In my experience, bitmap comparison testing is pretty hard to keep going unless ...

In my experience, bitmap comparison testing is pretty hard to keep going unless you have a dedicated service for maintaining the bitmaps, updating them when needed, a nice reporting system that will shade the difference area, and people with enough time to review the results to figure out what the difference means and determine root cause. I'm sure some of that has become easier over time with off-the-shelf tooling, but since I'm still seeing bespoke systems out there doing it I doubt it's become turnkey easy yet.

It's also not something you want to do until the UI has solidified for that spot--which sometimes never happens, for some apps. It also has the issue that you can often only pixel-compare between two shots from the same rendering system--that is, same browser version if you're testing browser, same graphics drivers and rendering subsystem version if you're native, etc. Frequently that means testing against frozen reference environments that become increasingly less relevant to in-field behavior over time and are also a maintenance load to qualify and update.

When thinking of the "test pyramid" and why, for example, UI tests are at the point due to high fragility vs. low specificity vs. high effort to triage and maintain, I'd put bitmap testing at the very tippy-top on an antenna above the pyramid.

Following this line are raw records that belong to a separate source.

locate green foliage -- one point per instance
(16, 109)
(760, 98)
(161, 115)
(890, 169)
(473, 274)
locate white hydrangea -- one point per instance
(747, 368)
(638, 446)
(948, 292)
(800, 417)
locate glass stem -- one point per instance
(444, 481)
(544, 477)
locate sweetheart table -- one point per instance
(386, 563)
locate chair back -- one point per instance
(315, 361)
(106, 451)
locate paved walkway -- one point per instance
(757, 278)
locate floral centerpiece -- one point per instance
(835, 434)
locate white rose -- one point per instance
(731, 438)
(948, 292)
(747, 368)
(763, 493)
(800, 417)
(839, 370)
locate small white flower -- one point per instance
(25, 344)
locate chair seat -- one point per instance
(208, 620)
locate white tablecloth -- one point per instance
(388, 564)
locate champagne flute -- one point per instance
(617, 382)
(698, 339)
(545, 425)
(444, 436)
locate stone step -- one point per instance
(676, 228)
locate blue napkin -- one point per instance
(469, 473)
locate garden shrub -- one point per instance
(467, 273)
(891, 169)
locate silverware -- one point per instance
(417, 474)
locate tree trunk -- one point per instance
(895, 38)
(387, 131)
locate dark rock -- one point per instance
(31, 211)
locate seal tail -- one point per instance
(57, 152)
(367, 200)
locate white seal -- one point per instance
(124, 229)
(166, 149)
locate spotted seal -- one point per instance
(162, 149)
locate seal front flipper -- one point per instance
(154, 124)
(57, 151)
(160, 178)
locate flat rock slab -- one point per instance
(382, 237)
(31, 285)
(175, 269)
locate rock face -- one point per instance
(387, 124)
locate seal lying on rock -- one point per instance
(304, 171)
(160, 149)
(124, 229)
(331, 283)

They're useful, but have a large hump to set up, a long tail of rather heavy maintenance, a failure could mean almost anything under the hood, and they churn like a mofo during any flow or visual refactor whatsoever with no possible way to abstract them to mitigate that.

At that point, it's not really about the usefulness anymore, and more about the opportunity cost of not doing something different with the time. I think they're usually pretty questionable unless you're actually testing a rendering system where the bitmap is the primary output. A custom-rendered component ancillary to the application probably wouldn't meet that bar in most cases unless it were complex and central enough to merit the operational risk and stable enough to mitigate the same.